Prof. Ahmad Sulaeman, Guru Besar Keamanan Pangan IPB, menjelaskan mekanisme migrasi BPA dari kemasan kaleng. “Lapisan epoksi pada kaleng yang mengandung BPA akan terlarut ke dalam makanan, terutama saat disimpan lama atau dipanaskan. Semakin lama kontak, semakin tinggi migrasinya,” paparnya.

Bandingkan dengan galon polikarbonat yang menurut penelitian hanya mengandung 0,128–0,145 ng/g BPA. “Ini ribuan kali lebih rendah dari makanan kaleng. Fokus kita seharusnya pada sumber paparan utama, bukan yang minor,” tambah Prof. Ahmad.

Data Badan POM menunjukkan peraturan saat ini tentang batas maksimal BPA belum sepenuhnya efektif mengontrol risiko kesehatan. “Kami mendorong revisi regulasi yang lebih ketat, termasuk verifikasi mandatori dan pelabelan risiko pada produk kaleng,” ungkap juru bicara Badan POM.

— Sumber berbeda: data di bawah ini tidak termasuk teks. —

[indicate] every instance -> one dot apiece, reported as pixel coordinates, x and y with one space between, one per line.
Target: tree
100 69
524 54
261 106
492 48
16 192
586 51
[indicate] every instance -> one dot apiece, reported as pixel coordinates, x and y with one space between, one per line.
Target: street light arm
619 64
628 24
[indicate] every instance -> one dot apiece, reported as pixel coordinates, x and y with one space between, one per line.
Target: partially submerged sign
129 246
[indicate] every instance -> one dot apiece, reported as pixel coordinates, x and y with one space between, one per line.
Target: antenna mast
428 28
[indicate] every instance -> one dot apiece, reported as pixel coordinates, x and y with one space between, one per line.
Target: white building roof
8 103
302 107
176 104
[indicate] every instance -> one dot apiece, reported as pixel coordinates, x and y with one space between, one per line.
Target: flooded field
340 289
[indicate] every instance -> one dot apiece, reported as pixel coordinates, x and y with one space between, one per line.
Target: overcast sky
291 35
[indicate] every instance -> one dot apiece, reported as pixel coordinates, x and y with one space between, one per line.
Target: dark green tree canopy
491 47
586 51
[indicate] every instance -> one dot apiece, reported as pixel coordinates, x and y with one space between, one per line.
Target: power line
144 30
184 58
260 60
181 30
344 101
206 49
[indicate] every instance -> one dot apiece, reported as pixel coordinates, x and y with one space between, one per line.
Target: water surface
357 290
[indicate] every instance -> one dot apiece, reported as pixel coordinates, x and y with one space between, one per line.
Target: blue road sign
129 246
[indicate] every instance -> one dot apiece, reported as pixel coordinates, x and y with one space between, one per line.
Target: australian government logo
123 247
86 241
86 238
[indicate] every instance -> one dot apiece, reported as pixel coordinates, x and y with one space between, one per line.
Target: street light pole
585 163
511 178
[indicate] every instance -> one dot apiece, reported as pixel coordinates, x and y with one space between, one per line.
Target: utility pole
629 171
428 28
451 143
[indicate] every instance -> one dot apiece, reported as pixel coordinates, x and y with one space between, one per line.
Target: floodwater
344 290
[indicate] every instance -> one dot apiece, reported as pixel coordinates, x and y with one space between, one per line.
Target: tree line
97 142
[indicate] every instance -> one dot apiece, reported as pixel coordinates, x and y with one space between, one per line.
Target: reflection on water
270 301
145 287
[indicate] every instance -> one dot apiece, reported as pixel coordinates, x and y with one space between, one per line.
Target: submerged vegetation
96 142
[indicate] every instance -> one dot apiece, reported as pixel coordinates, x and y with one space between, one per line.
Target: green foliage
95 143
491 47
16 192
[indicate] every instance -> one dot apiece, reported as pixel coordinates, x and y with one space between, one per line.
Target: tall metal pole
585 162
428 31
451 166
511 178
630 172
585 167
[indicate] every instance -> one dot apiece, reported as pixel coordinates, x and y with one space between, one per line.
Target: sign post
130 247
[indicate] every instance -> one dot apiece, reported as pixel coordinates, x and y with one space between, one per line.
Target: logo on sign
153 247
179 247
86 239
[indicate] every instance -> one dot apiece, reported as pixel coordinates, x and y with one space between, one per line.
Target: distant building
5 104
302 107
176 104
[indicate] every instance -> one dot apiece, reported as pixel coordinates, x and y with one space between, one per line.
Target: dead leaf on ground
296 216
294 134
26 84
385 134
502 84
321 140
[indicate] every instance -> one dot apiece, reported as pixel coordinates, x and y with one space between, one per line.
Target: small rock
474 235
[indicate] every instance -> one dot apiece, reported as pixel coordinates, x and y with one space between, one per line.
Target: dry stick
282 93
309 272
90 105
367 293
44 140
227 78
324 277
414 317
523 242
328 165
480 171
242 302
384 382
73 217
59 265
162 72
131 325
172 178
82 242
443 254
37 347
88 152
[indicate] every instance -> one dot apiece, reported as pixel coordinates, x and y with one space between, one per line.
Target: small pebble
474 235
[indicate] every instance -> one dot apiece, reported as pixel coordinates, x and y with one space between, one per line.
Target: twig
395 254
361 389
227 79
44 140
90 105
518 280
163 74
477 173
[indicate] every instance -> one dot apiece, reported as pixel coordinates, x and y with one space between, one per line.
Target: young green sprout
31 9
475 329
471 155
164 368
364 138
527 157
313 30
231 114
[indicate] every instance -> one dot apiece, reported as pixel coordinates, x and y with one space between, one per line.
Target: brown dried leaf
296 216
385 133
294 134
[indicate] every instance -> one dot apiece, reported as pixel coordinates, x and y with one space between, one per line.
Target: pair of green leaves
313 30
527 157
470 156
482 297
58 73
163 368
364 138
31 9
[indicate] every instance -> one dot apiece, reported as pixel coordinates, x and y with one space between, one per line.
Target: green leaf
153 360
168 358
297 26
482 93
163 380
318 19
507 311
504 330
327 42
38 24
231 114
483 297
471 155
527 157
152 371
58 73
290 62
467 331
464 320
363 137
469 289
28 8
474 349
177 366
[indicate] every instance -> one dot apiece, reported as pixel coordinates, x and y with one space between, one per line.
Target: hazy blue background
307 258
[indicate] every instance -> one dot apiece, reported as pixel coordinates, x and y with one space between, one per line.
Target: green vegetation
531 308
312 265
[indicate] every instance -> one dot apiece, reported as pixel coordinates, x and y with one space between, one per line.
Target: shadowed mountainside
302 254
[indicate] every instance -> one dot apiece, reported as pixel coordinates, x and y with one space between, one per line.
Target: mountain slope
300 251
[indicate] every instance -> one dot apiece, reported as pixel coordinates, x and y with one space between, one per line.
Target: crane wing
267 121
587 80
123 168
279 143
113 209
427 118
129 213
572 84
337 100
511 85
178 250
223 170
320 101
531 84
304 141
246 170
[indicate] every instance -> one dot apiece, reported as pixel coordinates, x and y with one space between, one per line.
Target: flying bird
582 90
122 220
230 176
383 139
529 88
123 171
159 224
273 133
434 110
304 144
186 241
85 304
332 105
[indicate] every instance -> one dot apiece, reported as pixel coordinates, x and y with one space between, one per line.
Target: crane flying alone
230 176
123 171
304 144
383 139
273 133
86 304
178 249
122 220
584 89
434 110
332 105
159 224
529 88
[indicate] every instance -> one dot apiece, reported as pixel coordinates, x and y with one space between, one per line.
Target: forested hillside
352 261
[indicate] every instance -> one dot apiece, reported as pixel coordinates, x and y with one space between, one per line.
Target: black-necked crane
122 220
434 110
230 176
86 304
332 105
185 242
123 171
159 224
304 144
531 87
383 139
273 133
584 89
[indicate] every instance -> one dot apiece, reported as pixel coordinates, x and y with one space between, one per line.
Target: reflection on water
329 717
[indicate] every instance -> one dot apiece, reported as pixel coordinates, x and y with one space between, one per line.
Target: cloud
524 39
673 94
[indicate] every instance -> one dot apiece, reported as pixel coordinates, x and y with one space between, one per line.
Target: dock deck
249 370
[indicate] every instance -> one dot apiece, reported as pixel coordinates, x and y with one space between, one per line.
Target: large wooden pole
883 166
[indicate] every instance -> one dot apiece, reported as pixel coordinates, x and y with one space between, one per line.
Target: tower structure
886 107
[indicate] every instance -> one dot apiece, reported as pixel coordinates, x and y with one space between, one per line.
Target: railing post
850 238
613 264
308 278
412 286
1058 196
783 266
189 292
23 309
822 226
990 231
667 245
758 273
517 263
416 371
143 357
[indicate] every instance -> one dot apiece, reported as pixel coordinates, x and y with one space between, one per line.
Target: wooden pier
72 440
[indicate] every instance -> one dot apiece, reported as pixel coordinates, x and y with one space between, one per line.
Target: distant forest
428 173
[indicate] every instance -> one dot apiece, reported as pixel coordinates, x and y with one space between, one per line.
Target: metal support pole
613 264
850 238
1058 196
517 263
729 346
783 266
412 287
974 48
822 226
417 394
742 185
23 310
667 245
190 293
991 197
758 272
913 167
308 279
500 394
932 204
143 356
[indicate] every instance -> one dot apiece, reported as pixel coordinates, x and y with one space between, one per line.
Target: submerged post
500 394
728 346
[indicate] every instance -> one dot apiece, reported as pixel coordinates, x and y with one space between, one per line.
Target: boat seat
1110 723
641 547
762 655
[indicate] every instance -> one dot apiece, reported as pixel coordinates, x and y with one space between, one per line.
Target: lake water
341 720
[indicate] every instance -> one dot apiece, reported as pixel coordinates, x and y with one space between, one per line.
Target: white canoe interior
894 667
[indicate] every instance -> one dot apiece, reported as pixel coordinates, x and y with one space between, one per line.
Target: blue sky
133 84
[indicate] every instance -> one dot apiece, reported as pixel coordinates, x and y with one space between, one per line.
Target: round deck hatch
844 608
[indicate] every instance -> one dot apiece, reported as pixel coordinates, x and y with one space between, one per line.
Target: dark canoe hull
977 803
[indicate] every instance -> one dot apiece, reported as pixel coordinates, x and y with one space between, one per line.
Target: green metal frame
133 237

Para ahli sepakat, konsumen perlu diedukasi untuk membatasi konsumsi makanan kaleng dan beralih ke pangan segar. “Ibu hamil dan anak-anak khususnya harus menghindari makanan kaleng karena BPA bisa mengganggu perkembangan hormonal,” imbau Dr. Karin.

Dengan temuan itu, diharapkan muncul kesadaran baru untuk memprioritaskan pengawasan BPA pada sumber paparan tertinggi, bukan hanya fokus pada galon air minum yang risikonya jauh lebih kecil.